Permissions include behaviors like executing code, accessing resources over the network and writing to your local filesystem. Each of these permissions must be granted before metrics which require these behaviors will be executed.

Similarly, some characteristics of metrics are not necessarily sensitive, but may characterize metrics that you wish to include or exclude. These characteristics are categorized as tags(). For example, the number of package downloads are tagged as "transient" and "version-independent" because they will grow over time, even for the exact same package source, and they are aggregated across package versions.

When exploring metrics, we’ll even see a little indicator that these are enabled or disabled.

metrics()$downloads_total
#> Total Downloads <integer>
#> total number of lifetime downloads, as reported by the Posit CRAN mirror through the cranlogs API
#>  adoption   transient   version-independent   req  network 
#> metric(s) will be disabled due to insufficient permissions or restricted tags.
#> See `?val.meter::options()` for details about global policies.

And after permitting network access, we’ll see

permissive_policy <- policy(permissions = FALSE)
options(val.meter.policy = permissive_policy)

metrics()$downloads_total

Direct Calculation

Assessments, metrics and scores! Oh, my! These terms were used inconsistently throughout riskmetric in ways that made the package both hard to communicate about and confusing to use. We’ve already mentioned that we’re doing away with opinionated scores. You might be surprised to learn that despite all the talk of metrics, we’re also doing away with assessments and metrics!

Now, there is only package "data" - a catch-all for any piece of information derived about a package. We still refer to some data as “metrics”, but in practical terms these are just a subset of data with a couple additional constraints - metrics are always simple (atomic) data types and they get a little flag that helps us label data as useful for decision-making, but that is the extent of the difference.

Fundamentally, the workflow has been reduced to a single step: a package object derives data.

Extensible

In riskmetric, there’s a noticeable lack of a vulnerability scanning metric. Metrics which incur new dependencies were always a challenge, forcing developers to decide between package footprint and features.

In val.meter we’ve learned from this challenge to build in metric-specific suggested dependencies and to make it easier to register metrics from other packages.

Metric Metadata

In riskmetric, discovering metrics was not as easy as it should have been.

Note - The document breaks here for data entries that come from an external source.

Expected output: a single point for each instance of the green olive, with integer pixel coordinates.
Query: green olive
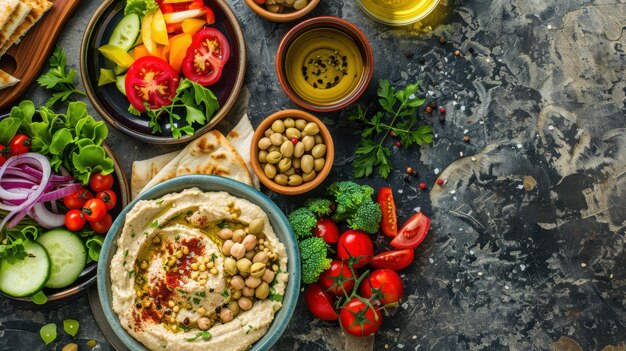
(307, 177)
(319, 164)
(284, 164)
(278, 126)
(269, 170)
(287, 148)
(311, 129)
(318, 151)
(293, 133)
(307, 163)
(281, 179)
(295, 180)
(274, 157)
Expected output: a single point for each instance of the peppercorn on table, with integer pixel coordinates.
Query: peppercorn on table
(523, 180)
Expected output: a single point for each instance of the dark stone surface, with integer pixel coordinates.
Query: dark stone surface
(504, 267)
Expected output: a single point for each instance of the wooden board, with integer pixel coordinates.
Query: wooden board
(26, 59)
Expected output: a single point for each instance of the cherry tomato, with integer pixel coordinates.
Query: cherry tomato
(102, 226)
(359, 319)
(76, 200)
(337, 280)
(393, 259)
(412, 232)
(94, 210)
(74, 220)
(206, 56)
(3, 154)
(327, 229)
(319, 303)
(389, 223)
(150, 80)
(99, 182)
(108, 197)
(20, 144)
(383, 285)
(356, 245)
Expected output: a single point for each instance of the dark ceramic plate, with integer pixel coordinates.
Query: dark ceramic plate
(113, 106)
(88, 276)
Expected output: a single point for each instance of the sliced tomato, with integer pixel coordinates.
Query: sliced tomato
(206, 57)
(389, 224)
(393, 259)
(151, 80)
(412, 232)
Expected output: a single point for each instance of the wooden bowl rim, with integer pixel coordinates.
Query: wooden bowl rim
(282, 17)
(305, 187)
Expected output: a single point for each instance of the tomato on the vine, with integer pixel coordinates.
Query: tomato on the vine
(102, 226)
(94, 210)
(337, 280)
(357, 246)
(20, 144)
(360, 319)
(74, 220)
(389, 223)
(382, 285)
(412, 233)
(319, 303)
(327, 229)
(76, 200)
(99, 182)
(393, 259)
(108, 197)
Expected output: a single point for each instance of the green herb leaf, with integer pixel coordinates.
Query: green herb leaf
(71, 326)
(48, 333)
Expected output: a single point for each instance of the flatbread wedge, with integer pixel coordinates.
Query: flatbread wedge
(7, 80)
(209, 154)
(38, 9)
(17, 18)
(7, 7)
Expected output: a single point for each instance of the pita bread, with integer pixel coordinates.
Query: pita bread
(7, 80)
(38, 8)
(17, 18)
(209, 154)
(7, 7)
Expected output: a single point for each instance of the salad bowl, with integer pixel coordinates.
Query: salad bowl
(114, 106)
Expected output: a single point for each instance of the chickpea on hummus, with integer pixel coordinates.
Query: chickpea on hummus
(198, 271)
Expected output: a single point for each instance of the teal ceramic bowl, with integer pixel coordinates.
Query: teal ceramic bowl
(206, 183)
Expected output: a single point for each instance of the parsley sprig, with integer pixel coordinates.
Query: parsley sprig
(198, 103)
(60, 81)
(398, 115)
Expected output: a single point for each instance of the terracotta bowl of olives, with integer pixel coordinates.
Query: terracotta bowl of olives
(282, 10)
(292, 152)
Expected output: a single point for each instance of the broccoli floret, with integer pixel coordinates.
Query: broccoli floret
(349, 196)
(366, 218)
(321, 207)
(313, 259)
(302, 222)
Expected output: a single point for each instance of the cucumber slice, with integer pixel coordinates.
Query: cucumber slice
(68, 256)
(25, 277)
(126, 32)
(120, 83)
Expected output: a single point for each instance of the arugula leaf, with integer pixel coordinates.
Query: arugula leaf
(398, 115)
(58, 79)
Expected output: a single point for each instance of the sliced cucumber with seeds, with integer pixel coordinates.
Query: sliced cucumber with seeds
(25, 277)
(126, 33)
(68, 256)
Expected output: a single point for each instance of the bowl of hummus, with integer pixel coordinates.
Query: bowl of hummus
(199, 263)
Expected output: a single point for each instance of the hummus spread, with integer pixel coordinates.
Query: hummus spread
(198, 271)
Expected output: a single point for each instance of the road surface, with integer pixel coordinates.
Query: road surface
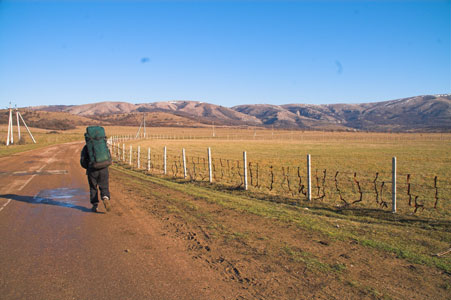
(53, 247)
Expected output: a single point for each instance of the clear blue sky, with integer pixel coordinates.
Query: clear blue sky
(223, 52)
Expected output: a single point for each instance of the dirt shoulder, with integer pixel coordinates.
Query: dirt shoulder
(272, 258)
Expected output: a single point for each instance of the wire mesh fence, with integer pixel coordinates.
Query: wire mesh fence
(340, 188)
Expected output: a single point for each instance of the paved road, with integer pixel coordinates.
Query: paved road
(53, 247)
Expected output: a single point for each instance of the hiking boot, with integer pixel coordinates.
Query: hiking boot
(106, 203)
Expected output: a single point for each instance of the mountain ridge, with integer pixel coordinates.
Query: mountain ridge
(418, 113)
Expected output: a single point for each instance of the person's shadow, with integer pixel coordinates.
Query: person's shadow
(47, 201)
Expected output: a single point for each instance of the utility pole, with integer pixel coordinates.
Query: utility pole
(10, 139)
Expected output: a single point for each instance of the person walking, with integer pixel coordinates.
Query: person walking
(96, 158)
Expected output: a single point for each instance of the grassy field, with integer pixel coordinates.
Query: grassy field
(412, 237)
(282, 165)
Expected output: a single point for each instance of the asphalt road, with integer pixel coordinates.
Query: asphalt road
(53, 247)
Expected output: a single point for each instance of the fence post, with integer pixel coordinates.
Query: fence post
(165, 161)
(148, 159)
(393, 210)
(139, 156)
(184, 163)
(245, 170)
(210, 177)
(309, 177)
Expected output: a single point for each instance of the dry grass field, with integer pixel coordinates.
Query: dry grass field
(278, 226)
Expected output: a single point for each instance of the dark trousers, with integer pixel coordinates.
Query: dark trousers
(98, 178)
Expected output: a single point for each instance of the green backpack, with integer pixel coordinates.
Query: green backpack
(98, 152)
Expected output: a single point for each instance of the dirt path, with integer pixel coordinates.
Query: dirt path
(269, 259)
(162, 243)
(53, 247)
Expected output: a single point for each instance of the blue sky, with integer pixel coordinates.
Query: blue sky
(223, 52)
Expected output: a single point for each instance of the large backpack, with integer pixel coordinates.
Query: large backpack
(98, 152)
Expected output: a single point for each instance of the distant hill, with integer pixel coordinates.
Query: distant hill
(420, 113)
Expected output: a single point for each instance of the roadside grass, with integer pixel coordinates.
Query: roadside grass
(412, 238)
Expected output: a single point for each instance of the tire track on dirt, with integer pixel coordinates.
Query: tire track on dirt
(270, 259)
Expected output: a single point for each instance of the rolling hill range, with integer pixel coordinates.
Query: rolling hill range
(420, 113)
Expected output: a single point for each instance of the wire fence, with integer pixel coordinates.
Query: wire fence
(412, 193)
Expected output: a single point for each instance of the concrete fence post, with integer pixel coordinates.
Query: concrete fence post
(210, 177)
(393, 185)
(139, 157)
(309, 177)
(165, 160)
(184, 163)
(245, 170)
(148, 159)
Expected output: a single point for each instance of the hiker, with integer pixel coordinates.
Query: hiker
(96, 158)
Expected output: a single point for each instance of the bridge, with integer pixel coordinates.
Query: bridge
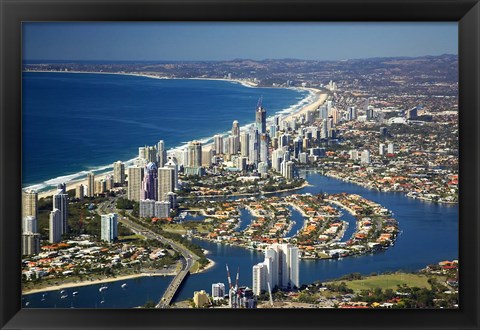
(187, 262)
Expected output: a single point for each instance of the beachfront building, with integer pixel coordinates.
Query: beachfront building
(118, 173)
(109, 227)
(60, 202)
(194, 159)
(55, 226)
(135, 177)
(90, 184)
(235, 145)
(150, 182)
(244, 145)
(30, 243)
(80, 191)
(161, 153)
(166, 182)
(29, 224)
(29, 204)
(218, 291)
(261, 119)
(218, 144)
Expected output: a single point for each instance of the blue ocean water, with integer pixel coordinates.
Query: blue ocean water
(429, 235)
(78, 122)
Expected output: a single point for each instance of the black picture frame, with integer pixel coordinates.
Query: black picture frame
(14, 12)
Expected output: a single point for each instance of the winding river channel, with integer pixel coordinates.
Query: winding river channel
(429, 234)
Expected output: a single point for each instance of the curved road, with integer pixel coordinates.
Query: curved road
(187, 262)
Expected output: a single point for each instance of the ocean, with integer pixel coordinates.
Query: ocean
(74, 123)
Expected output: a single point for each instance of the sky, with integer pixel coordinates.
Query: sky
(213, 41)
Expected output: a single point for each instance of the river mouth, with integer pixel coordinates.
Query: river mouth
(429, 234)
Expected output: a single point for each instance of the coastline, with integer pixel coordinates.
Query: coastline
(109, 280)
(320, 98)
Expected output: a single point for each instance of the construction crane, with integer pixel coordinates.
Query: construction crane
(270, 293)
(233, 291)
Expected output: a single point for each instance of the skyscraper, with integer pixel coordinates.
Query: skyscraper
(135, 177)
(244, 144)
(29, 224)
(118, 173)
(261, 119)
(218, 143)
(279, 268)
(30, 243)
(29, 204)
(60, 202)
(109, 227)
(91, 184)
(166, 184)
(161, 153)
(150, 182)
(235, 145)
(80, 191)
(195, 154)
(55, 226)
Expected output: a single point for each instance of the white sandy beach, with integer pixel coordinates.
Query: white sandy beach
(108, 280)
(320, 98)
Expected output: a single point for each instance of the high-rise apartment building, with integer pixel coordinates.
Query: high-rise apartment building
(29, 204)
(109, 227)
(118, 173)
(280, 268)
(150, 182)
(55, 226)
(90, 184)
(161, 153)
(166, 182)
(135, 177)
(60, 202)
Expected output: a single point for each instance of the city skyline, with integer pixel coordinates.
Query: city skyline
(162, 41)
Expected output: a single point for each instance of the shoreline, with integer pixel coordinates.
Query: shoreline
(320, 98)
(109, 280)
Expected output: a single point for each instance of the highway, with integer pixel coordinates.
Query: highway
(188, 257)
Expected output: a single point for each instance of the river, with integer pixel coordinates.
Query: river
(429, 234)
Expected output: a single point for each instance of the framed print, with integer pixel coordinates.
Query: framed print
(284, 165)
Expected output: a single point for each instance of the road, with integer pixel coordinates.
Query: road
(188, 257)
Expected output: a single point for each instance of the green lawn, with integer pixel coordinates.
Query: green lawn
(389, 281)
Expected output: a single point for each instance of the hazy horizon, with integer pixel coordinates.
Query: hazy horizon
(222, 41)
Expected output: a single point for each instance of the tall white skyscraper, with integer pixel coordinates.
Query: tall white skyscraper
(55, 226)
(166, 182)
(60, 202)
(280, 268)
(118, 173)
(29, 204)
(162, 153)
(29, 224)
(218, 143)
(109, 227)
(218, 291)
(90, 184)
(244, 144)
(135, 178)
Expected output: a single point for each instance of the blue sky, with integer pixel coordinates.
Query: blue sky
(164, 41)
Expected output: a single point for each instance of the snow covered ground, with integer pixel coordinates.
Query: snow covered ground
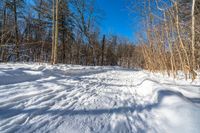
(78, 99)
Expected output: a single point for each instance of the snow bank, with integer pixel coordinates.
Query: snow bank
(78, 99)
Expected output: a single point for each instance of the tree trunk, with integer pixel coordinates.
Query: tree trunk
(102, 50)
(56, 35)
(53, 33)
(193, 36)
(16, 29)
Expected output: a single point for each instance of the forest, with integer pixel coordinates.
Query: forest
(67, 31)
(99, 66)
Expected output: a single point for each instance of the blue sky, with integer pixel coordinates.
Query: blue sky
(117, 19)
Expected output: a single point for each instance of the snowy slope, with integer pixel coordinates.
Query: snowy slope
(77, 99)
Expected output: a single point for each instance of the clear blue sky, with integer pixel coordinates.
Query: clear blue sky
(117, 19)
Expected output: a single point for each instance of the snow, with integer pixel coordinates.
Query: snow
(79, 99)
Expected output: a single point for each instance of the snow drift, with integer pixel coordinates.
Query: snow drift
(77, 99)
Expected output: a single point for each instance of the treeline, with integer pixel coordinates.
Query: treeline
(60, 31)
(172, 36)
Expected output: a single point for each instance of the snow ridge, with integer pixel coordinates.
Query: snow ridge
(79, 99)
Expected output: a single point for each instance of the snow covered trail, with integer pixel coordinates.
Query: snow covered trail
(78, 99)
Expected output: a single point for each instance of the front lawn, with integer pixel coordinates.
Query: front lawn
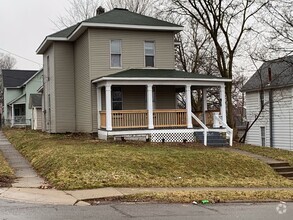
(6, 173)
(80, 161)
(275, 153)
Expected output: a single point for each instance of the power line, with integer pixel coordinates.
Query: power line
(40, 65)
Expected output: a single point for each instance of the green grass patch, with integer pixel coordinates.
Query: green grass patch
(6, 173)
(80, 161)
(275, 153)
(212, 196)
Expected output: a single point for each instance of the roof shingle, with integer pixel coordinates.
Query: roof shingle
(282, 75)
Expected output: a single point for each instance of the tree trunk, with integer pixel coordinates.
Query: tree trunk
(230, 118)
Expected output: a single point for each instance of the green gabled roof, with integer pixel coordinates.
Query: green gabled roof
(117, 16)
(123, 16)
(159, 73)
(66, 32)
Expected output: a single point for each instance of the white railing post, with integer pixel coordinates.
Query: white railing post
(12, 115)
(204, 104)
(188, 106)
(205, 129)
(223, 104)
(99, 106)
(150, 106)
(108, 108)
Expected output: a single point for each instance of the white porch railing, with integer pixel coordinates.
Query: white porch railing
(229, 131)
(163, 118)
(205, 129)
(20, 119)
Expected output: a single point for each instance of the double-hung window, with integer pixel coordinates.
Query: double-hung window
(116, 53)
(149, 53)
(116, 98)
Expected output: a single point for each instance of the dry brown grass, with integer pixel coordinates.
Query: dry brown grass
(80, 161)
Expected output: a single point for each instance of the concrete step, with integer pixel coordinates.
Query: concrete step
(281, 164)
(286, 174)
(283, 169)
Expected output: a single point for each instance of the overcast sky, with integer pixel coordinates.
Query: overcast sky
(24, 25)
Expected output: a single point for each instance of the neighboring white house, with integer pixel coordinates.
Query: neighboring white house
(271, 87)
(18, 85)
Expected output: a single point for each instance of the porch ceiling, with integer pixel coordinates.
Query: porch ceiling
(160, 75)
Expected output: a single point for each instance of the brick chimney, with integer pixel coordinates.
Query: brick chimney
(100, 10)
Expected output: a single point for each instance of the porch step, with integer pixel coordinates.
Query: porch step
(284, 169)
(213, 139)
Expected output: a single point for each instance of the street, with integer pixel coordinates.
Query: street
(15, 211)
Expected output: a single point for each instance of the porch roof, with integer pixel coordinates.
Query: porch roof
(159, 74)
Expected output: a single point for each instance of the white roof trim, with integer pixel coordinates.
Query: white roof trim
(47, 40)
(33, 76)
(106, 25)
(158, 79)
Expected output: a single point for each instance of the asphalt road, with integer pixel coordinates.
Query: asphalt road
(14, 210)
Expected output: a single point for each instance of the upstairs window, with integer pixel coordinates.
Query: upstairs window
(261, 98)
(116, 53)
(149, 53)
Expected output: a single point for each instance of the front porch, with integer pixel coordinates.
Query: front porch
(117, 118)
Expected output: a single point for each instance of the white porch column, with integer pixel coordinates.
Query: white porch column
(99, 106)
(108, 108)
(12, 115)
(204, 104)
(188, 106)
(223, 103)
(150, 106)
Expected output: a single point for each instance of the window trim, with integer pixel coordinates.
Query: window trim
(144, 57)
(113, 88)
(261, 96)
(115, 67)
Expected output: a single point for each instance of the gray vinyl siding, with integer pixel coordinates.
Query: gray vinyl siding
(94, 108)
(134, 97)
(132, 50)
(84, 118)
(49, 89)
(282, 119)
(165, 97)
(64, 87)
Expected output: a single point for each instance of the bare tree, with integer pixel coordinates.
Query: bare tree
(145, 7)
(7, 61)
(78, 10)
(226, 21)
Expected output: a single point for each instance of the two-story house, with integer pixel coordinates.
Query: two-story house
(18, 85)
(114, 75)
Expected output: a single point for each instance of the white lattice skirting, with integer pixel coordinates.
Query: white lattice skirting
(172, 136)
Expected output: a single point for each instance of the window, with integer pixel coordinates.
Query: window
(261, 98)
(48, 67)
(116, 98)
(116, 53)
(149, 52)
(263, 136)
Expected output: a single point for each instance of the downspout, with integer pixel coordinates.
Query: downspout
(270, 107)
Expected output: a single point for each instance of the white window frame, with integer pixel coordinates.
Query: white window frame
(115, 67)
(112, 101)
(144, 57)
(262, 137)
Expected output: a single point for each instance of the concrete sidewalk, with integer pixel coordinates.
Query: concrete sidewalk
(25, 175)
(77, 197)
(28, 183)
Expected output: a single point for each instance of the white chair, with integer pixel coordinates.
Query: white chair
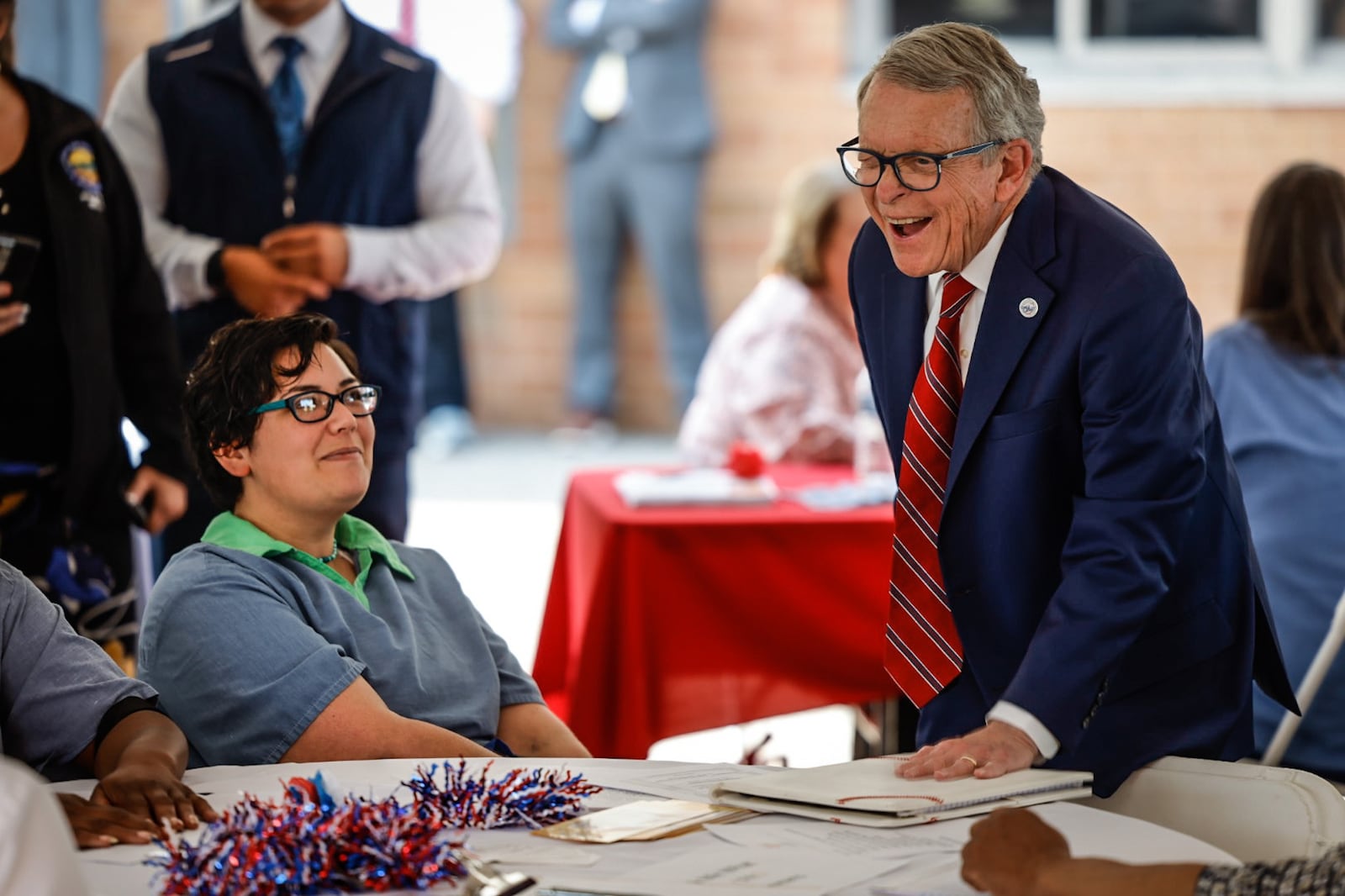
(1253, 811)
(1308, 688)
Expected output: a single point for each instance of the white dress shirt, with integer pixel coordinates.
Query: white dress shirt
(475, 42)
(455, 242)
(978, 275)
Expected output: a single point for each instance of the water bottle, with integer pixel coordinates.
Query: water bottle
(872, 459)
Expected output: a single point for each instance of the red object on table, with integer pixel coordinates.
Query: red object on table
(665, 620)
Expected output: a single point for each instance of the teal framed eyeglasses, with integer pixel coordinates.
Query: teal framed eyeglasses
(316, 405)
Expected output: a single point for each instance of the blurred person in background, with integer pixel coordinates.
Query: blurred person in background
(1278, 377)
(69, 712)
(636, 131)
(477, 45)
(295, 631)
(288, 155)
(85, 340)
(780, 372)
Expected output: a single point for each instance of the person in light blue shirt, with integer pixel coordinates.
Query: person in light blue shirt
(1278, 377)
(295, 631)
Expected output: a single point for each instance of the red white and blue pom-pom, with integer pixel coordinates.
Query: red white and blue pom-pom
(309, 842)
(520, 798)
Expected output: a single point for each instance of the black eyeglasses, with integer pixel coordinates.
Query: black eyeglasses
(919, 171)
(316, 405)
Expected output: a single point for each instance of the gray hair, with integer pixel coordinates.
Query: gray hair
(952, 55)
(7, 42)
(804, 221)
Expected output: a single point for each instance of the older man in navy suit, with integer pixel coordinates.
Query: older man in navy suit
(1073, 582)
(636, 131)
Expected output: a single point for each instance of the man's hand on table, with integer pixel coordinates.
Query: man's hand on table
(988, 752)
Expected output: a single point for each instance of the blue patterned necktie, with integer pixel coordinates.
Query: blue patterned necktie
(287, 103)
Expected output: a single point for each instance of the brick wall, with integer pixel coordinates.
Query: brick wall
(777, 71)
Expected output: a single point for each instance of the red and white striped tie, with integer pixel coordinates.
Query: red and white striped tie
(925, 651)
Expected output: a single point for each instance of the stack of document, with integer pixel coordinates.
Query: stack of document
(697, 486)
(869, 793)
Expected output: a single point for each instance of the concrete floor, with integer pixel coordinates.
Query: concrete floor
(493, 509)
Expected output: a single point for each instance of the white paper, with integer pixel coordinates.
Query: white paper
(725, 868)
(533, 851)
(692, 782)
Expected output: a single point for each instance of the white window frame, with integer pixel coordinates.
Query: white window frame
(1286, 66)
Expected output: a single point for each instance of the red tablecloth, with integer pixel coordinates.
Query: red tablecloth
(665, 620)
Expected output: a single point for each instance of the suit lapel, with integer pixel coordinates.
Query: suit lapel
(1008, 324)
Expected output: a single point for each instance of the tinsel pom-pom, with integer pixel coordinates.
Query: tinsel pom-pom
(309, 844)
(531, 798)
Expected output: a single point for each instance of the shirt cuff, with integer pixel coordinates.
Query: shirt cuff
(1028, 724)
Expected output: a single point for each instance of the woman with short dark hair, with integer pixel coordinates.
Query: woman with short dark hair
(1278, 377)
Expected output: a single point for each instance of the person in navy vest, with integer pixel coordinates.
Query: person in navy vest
(289, 156)
(1073, 579)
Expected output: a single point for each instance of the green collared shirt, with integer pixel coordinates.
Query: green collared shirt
(356, 535)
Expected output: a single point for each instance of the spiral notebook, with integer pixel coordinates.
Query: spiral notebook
(869, 793)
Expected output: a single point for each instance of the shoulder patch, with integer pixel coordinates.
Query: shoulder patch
(188, 51)
(403, 60)
(82, 168)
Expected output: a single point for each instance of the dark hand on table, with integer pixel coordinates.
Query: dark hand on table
(1008, 851)
(129, 804)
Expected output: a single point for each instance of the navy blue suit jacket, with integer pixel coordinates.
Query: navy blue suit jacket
(1094, 541)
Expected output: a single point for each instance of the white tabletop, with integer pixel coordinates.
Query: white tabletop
(773, 853)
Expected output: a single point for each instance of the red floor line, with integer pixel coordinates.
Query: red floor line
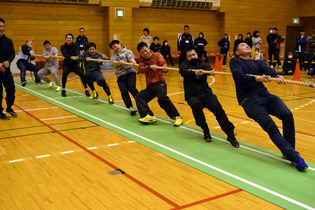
(208, 199)
(243, 118)
(105, 161)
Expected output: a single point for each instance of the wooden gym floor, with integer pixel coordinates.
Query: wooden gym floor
(54, 159)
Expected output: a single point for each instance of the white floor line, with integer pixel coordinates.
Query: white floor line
(56, 118)
(181, 154)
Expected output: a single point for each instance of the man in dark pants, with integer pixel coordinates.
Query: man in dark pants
(199, 95)
(258, 103)
(70, 51)
(184, 40)
(7, 55)
(156, 87)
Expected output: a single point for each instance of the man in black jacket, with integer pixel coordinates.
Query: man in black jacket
(199, 95)
(258, 103)
(70, 51)
(7, 55)
(185, 40)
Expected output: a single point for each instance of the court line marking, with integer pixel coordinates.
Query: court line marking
(248, 148)
(181, 154)
(55, 118)
(149, 189)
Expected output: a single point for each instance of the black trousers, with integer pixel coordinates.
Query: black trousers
(72, 68)
(127, 84)
(24, 65)
(157, 90)
(259, 108)
(210, 101)
(6, 79)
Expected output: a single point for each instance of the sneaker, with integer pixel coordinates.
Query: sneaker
(110, 99)
(51, 84)
(95, 95)
(63, 93)
(207, 137)
(233, 142)
(11, 112)
(4, 117)
(178, 121)
(133, 111)
(148, 119)
(299, 164)
(87, 93)
(58, 88)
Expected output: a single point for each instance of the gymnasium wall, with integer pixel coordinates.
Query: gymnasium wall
(167, 23)
(41, 21)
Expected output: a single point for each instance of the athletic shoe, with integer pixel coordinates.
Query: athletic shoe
(299, 164)
(63, 93)
(133, 111)
(148, 119)
(4, 117)
(58, 88)
(95, 95)
(178, 121)
(51, 84)
(110, 99)
(87, 93)
(11, 112)
(232, 141)
(207, 137)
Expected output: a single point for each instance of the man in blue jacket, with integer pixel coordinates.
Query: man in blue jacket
(301, 42)
(258, 103)
(7, 55)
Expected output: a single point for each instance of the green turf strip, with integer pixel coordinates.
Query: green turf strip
(267, 177)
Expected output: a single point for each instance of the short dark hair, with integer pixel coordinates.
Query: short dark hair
(188, 49)
(46, 42)
(113, 42)
(236, 48)
(69, 34)
(141, 45)
(91, 44)
(255, 34)
(147, 30)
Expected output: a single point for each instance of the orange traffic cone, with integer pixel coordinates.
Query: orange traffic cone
(297, 72)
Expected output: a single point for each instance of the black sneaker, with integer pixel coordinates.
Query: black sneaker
(63, 93)
(11, 112)
(4, 117)
(232, 141)
(87, 93)
(207, 137)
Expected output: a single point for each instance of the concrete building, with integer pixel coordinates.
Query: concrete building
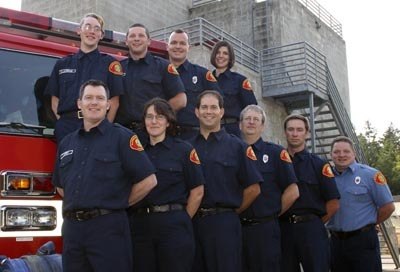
(255, 25)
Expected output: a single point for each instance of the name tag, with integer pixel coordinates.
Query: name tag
(66, 71)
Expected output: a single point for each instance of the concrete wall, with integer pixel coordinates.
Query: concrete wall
(280, 22)
(118, 14)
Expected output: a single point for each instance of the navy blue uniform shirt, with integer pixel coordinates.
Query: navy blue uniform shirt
(196, 79)
(178, 172)
(71, 72)
(97, 169)
(276, 168)
(237, 93)
(145, 79)
(228, 166)
(317, 184)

Metrics were documented, but the exact details of calculation sometimes required a deep dive into the package.

We’re aiming to make metrics far more discoverable. Every piece of package data now carries additional metadata - tagged characteristics, required permissions, a richly formatted description and short-form title. Having this information tied to each metric will make it easier to report and communicate consistently across R Validation Hub products.